Well, another fantasy setting that i did. trying to find some ways to improve it
render in BI

Attachments


how about using a spot lamp with volumetric halo

hmmm… I guess I had some what of success


Hmmm… kind of a small render. It looks like you have some major texture stretching along that stone rim that circles the base of the statue, though it is kind of hard to see. As far as the picture itself goes. It is looking ok I guess. I will say here that a picture like this is not at all my style of picture, but honestly, the picture looks kind of bland. My reaction is, “Hmm, statue… thing, pavilion in the sky? Umm, its ok… decent render I guess…” Hope you don’t mind me being honest. The lighting is really fairly boring also. I guess personally, I might make the gazebo enclosed so you can’t see the sky as, to me, it is kind of distracting. Then add some lights or torches around the walls and have the main illumination coming from those. Or maybe have the main lighting be a shaft of light coming through a window in the roof.
Well, hope you didn’t mind my opinions! :slight_smile: It is an interesting picture. I’d like to see where it goes.

Okay, how about this?


Nice render. May be its little bland? How about adding some light rays!

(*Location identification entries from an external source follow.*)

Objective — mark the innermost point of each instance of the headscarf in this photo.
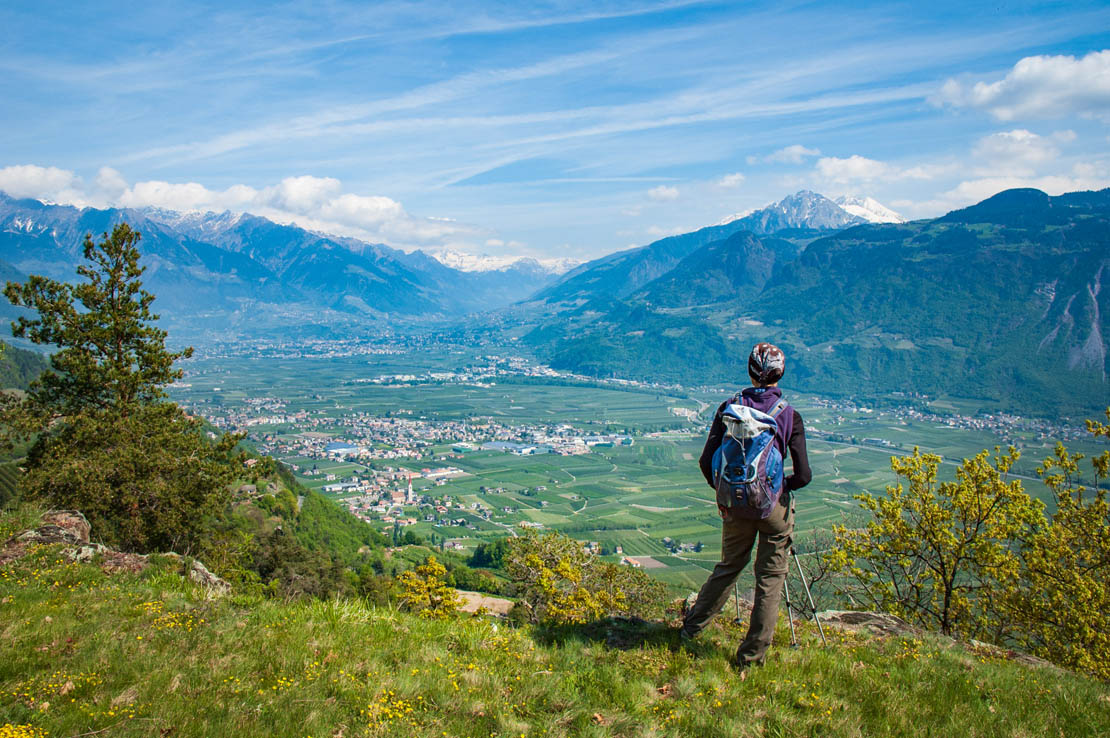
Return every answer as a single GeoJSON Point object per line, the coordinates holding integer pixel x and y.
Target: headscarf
{"type": "Point", "coordinates": [766, 363]}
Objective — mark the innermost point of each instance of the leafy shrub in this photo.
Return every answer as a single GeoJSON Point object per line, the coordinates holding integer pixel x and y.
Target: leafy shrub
{"type": "Point", "coordinates": [562, 584]}
{"type": "Point", "coordinates": [1061, 603]}
{"type": "Point", "coordinates": [425, 590]}
{"type": "Point", "coordinates": [936, 552]}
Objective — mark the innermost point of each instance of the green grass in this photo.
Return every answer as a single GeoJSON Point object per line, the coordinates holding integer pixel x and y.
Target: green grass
{"type": "Point", "coordinates": [149, 655]}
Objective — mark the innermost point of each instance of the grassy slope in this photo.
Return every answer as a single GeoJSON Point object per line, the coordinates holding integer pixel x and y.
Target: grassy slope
{"type": "Point", "coordinates": [140, 655]}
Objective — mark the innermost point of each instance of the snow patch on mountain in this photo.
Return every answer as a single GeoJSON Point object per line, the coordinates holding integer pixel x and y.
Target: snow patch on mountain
{"type": "Point", "coordinates": [869, 209]}
{"type": "Point", "coordinates": [465, 262]}
{"type": "Point", "coordinates": [736, 216]}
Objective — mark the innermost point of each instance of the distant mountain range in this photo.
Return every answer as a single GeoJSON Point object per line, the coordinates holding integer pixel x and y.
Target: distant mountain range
{"type": "Point", "coordinates": [242, 272]}
{"type": "Point", "coordinates": [799, 218]}
{"type": "Point", "coordinates": [1001, 301]}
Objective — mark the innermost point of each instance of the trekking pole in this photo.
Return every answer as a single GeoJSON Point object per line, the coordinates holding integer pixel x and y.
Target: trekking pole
{"type": "Point", "coordinates": [813, 605]}
{"type": "Point", "coordinates": [789, 618]}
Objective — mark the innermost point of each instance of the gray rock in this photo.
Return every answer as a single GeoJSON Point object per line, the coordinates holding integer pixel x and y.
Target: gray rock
{"type": "Point", "coordinates": [879, 624]}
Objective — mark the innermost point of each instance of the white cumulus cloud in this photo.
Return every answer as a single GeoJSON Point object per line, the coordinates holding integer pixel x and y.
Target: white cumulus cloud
{"type": "Point", "coordinates": [861, 170]}
{"type": "Point", "coordinates": [47, 183]}
{"type": "Point", "coordinates": [663, 193]}
{"type": "Point", "coordinates": [791, 154]}
{"type": "Point", "coordinates": [1039, 87]}
{"type": "Point", "coordinates": [1017, 153]}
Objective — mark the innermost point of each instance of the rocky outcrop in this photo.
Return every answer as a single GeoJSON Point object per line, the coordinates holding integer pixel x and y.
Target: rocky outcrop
{"type": "Point", "coordinates": [876, 624]}
{"type": "Point", "coordinates": [72, 529]}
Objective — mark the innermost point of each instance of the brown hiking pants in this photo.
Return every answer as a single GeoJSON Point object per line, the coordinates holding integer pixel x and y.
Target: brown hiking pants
{"type": "Point", "coordinates": [737, 537]}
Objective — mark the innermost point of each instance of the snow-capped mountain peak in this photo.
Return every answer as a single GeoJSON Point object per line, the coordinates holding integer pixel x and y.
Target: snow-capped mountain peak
{"type": "Point", "coordinates": [465, 262]}
{"type": "Point", "coordinates": [869, 209]}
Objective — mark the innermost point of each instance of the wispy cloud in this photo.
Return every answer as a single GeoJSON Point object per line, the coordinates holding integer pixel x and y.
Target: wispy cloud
{"type": "Point", "coordinates": [311, 202]}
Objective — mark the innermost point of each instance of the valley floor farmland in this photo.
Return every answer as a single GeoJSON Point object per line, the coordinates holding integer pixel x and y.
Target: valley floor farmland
{"type": "Point", "coordinates": [473, 435]}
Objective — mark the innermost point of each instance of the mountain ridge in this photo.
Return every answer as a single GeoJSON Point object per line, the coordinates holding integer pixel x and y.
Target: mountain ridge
{"type": "Point", "coordinates": [997, 301]}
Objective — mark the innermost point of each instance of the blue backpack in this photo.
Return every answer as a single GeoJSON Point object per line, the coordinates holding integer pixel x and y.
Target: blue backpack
{"type": "Point", "coordinates": [747, 467]}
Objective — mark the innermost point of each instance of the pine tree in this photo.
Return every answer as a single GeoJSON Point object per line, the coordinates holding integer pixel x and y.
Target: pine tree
{"type": "Point", "coordinates": [106, 441]}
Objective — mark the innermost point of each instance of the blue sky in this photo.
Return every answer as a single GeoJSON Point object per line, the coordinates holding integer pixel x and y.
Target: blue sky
{"type": "Point", "coordinates": [563, 129]}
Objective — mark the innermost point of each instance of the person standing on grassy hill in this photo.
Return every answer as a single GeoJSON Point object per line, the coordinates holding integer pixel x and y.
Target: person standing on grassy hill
{"type": "Point", "coordinates": [773, 526]}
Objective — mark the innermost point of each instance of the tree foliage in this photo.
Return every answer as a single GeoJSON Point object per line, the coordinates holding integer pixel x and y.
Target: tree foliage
{"type": "Point", "coordinates": [110, 354]}
{"type": "Point", "coordinates": [562, 584]}
{"type": "Point", "coordinates": [1063, 599]}
{"type": "Point", "coordinates": [104, 438]}
{"type": "Point", "coordinates": [936, 552]}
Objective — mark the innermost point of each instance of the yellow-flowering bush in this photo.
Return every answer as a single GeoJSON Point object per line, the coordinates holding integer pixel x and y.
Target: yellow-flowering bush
{"type": "Point", "coordinates": [1063, 597]}
{"type": "Point", "coordinates": [936, 553]}
{"type": "Point", "coordinates": [426, 593]}
{"type": "Point", "coordinates": [563, 584]}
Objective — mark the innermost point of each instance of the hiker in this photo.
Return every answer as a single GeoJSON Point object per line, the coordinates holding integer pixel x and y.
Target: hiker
{"type": "Point", "coordinates": [742, 525]}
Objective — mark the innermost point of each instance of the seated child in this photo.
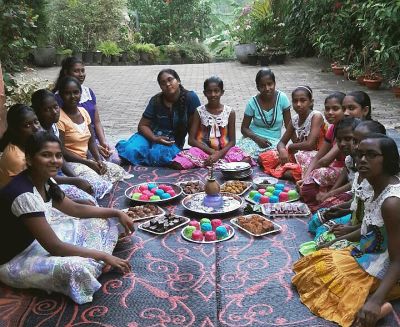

http://www.photographytips.com.au/images/ray-of-light-photo-technique1.jpg

adding some spot light with halo


did some work on the floor


Wow, very nice. The new floor looks great too!

You need to attenuate those sunlight beams coming through the back window because they’re blown-out white.

Consider compositing the shot together: the blazing altar, but the mottled blue on all sides of the stained glass. Deal with them separately. That ought to make that altar “pop!”

This same technique would also let you deal with the floor, to keep it from going opaque-black anywhere. One, two, three. Altar, stained glass, floor. Shaken, not stirred. Then, mix to taste, should equal “Wow!” That altar’s gonna look like it’s full of pure-white fire.

(Waxing creative now…) Then take that white fire, blur it, split into three primary-color channels, desaturate each one, shift 'em slightly left-or-right and maybe through a lens filter, blend it back with the fire and now you’ve got a white-plus-multicolor fire that ought to look positively godly, and you did the whole thing “in post.”